Ce projet vise plusieurs objectifs, notamment de ramener à 700 kg par habitant la quantité de matières résiduelles éliminées d'ici 2020; de recycler 70% du papier, du carton, du plastique, du verre et du métal résiduels, recycler ou valoriser 80% des résidus de béton, de brique et d'asphalte de même que de trier à la source ou acheminer vers un centre de tri 70% des résidus de construction, de rénovation et de démolition du segment du bâtiment d'ici deux ans; enfin, de recycler 60% de la matière organique putrescible résiduelle d'ici 2019.

Collecte, écocentres et sensibilisation

Pour atteindre ces objectifs, le prochain plan de gestion des matières résiduelles de la MRC de Rouville comprend 43 actions à réaliser. Parmi celles-ci, notons la réduction de la fréquence de la collecte des ordures ménagères, qui passera d'une fois toutes les deux semaines à une fois toutes les trois semaines à compter de 2019.

Les matières organiques sont collectées de porte en porte depuis 2004 dans cinq des huit municipalités de la MRC, Ange-Gardien, Marieville et Saint-Paul-d'Abbotsford n'ayant pas délégué cette compétence à la municipalité régionale de comté. Dès janvier, l'ensemble de la MRC de Rouville, de concert avec ses voisines de la Vallée-du-Richelieu et Marguerite-d'Youville, enverra cependant ses matières compostables à Varennes, où un centre de traitement intégré des matières organiques par biométhanisation et compostage est en voie d'être construit sur le terrain de l'usine Ethanol Greenfield.

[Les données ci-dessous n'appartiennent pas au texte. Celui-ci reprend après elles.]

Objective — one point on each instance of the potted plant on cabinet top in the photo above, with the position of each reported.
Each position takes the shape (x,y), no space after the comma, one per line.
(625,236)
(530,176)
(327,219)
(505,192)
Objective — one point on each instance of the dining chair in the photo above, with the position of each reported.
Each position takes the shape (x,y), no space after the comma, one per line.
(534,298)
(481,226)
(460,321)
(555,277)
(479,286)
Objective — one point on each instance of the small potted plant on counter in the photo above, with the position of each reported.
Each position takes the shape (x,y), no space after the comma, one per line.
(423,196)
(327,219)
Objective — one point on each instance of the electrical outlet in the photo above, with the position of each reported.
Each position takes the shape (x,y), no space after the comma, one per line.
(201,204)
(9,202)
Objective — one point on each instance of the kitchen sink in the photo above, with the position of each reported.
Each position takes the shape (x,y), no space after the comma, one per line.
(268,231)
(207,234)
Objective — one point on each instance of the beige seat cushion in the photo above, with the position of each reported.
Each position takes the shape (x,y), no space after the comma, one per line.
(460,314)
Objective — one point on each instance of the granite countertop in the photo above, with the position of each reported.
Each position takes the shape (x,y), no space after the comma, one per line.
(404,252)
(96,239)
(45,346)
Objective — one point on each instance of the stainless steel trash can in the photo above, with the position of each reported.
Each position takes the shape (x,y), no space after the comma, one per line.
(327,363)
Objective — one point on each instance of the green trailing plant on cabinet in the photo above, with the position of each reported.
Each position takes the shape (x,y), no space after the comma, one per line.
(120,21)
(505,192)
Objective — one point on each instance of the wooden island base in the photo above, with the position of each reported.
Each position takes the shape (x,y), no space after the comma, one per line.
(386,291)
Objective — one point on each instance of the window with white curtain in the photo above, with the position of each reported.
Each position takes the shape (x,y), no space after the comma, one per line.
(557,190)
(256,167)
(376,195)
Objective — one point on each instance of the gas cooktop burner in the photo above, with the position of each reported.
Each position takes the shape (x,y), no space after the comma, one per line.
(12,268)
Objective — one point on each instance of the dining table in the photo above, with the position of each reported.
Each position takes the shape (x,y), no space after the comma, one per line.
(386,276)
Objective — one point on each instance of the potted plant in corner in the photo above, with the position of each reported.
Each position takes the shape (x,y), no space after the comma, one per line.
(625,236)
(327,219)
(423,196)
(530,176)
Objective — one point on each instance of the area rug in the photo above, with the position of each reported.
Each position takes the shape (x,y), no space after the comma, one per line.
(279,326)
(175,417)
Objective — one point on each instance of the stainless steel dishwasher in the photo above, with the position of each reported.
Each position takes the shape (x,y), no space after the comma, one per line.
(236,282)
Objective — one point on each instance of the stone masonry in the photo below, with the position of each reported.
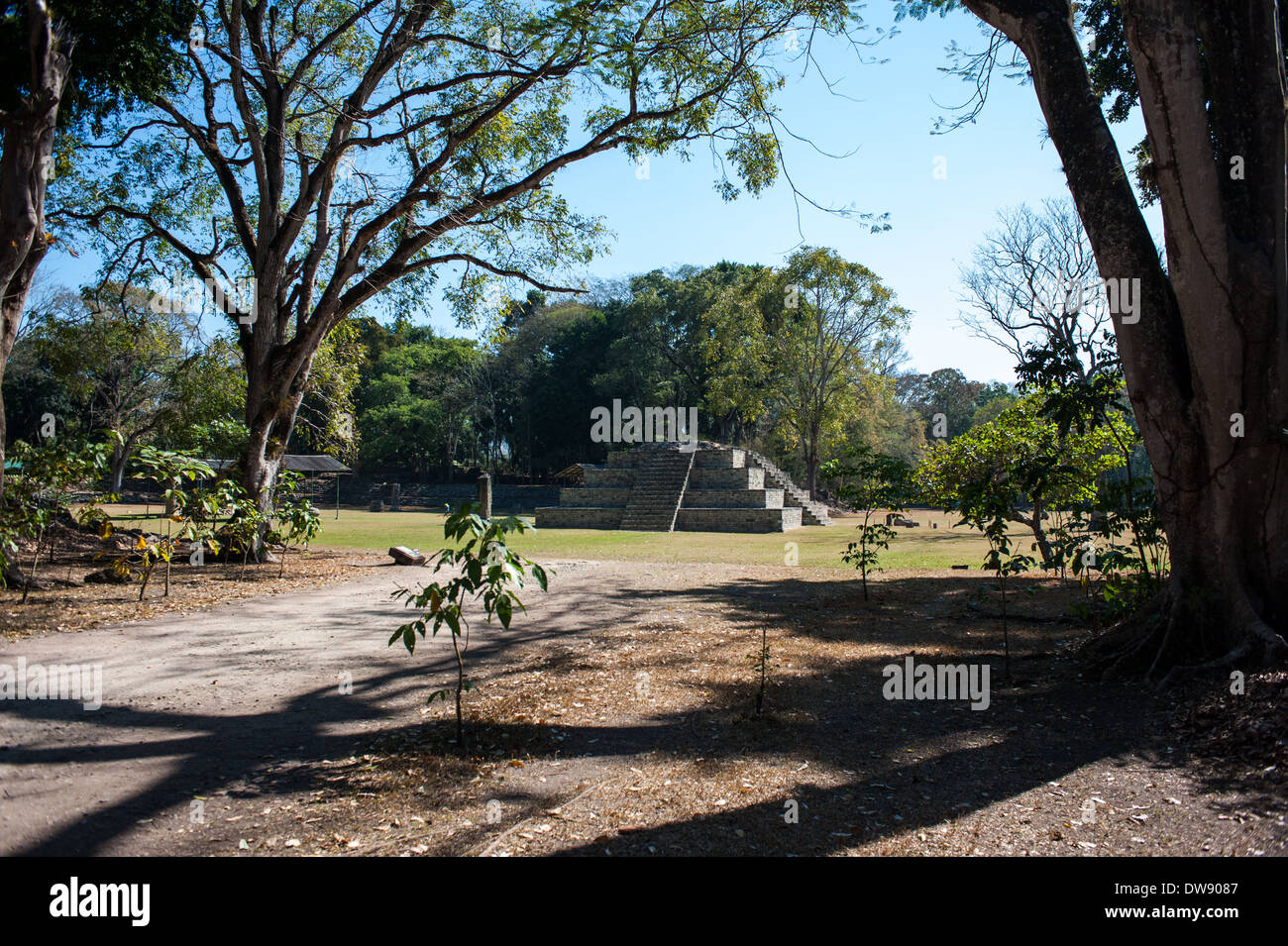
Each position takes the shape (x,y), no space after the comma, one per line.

«Comme l'implantation des bacs bruns destinés à la collecte des matières organiques devrait avoir lieu en 2017, les citoyens auront deux ans pour s'habituer à trier leurs déchets», estime Étienne Rousseau.

En outre, deux écocentres seront aussi implantés sur le territoire de la MRC d'ici quelques années, à Marieville et à Saint-Paul-d'Abbotsford.

La sensibilisation fera aussi partie prenante du plan d'action de la MRC, tant du côté des citoyens que de celui des entreprises.

Les coûts estimés de la mise en application du PGMR sont de cinq millions$ d'ici 2020. Pas question toutefois d'interdire les sacs de plastique, comme c'est le cas ailleurs au Québec, précise M. Rousseau.